L'austérité détruit les emplois

Aide à l’emploi et économie des régions

Les libéraux foncent tête baissée sans se soucier des effets collatéraux de leurs compressions sauvages sur les travailleuses, les travailleurs, les chercheurs d’emplois, les économies régionales…

Voyons cela de plus près

Emploi-Québec est contraint de prendre des mesures crève-cœur qui affectent les plus vulnérables pour absorber les coupes de 16,5 millions de dollars au Fonds de développement du marché du travail (FDMT).

Exemples des mesures :

  • Annulation de l’augmentation du financement des organismes communautaires;
  • Réduction de 52 à 30 semaines de la durée maximale des subventions salariales des entreprises d’économie sociale;
  • Coupes de 2 millions dans le budget du programme PAAS-Action, qui s’adresse à des personnes aux prises avec un problème de santé mentale ou un handicap;
  • Abolition du programme Alternative Jeunesse d’Emploi-Québec:
    • le programme majorait les prestations d’aide sociale d’environ 80 $ par mois pour les jeunes de moins de 25 ans qui veulent se sortir de l’aide sociale et retourner aux études;
  • Abolition de la mesure Supplément de retour au travail :
    • un montant de 500 $ accordé aux personnes qui trouvent un emploi d’une durée d’au moins 30 heures par semaine.

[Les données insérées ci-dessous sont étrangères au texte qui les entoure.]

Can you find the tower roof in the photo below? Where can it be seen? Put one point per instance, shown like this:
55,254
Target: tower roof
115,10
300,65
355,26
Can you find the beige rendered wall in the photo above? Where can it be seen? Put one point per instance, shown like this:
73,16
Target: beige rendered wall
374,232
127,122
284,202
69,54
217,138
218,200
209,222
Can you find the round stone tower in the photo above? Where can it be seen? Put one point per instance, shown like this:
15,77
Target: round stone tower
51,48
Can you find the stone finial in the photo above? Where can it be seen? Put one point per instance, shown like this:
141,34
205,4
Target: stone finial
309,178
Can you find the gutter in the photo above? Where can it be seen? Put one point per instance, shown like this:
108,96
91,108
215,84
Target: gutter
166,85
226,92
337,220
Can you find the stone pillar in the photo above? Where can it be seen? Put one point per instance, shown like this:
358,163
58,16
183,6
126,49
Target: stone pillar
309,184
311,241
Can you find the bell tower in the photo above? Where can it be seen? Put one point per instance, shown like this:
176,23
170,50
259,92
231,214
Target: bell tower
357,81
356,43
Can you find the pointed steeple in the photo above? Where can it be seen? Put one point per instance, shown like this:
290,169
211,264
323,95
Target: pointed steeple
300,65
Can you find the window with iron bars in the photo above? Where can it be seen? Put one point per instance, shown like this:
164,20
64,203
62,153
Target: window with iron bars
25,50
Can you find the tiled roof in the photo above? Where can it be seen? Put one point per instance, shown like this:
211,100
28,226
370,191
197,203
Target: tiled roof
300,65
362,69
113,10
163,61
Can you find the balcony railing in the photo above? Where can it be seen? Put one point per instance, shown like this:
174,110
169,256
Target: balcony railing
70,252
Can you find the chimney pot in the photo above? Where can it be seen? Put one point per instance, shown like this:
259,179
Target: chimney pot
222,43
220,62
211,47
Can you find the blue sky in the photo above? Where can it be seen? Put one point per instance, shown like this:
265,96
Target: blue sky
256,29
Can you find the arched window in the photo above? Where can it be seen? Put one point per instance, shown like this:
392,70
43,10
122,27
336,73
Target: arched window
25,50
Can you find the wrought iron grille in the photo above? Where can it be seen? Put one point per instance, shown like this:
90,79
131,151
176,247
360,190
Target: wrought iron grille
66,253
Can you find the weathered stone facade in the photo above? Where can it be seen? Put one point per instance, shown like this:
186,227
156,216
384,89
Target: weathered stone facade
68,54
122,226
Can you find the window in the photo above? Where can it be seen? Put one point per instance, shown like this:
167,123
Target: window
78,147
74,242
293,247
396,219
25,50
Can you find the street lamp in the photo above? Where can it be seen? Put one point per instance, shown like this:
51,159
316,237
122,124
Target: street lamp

Les 120 centres locaux de développement sont aussi remis en question et pourraient être abolis.

Concrètement, le réseau des centres locaux de développement, c’est :

  • Un soutien important qui aide les entrepreneurs à se lancer en affaires et qui constitue un vecteur important de développement des régions;
  • Une expertise de milliers de bénévoles, souvent des entrepreneurs, des représentants municipaux, des élu-es;
  • Un réseau pour agir sur le terrain;
  • Une occasion de réseautage pour la relève entrepreneuriale et l’accès à des mentors.

L’offre de formation est menacée

Les entreprises dont la masse salariale s’élève à 1 million de dollars et plus doivent consacrer 1 % de cette somme à la formation de leurs employé-es en vertu de la Loi sur la formation de la main-d’œuvre (communément appelée loi du 1 %).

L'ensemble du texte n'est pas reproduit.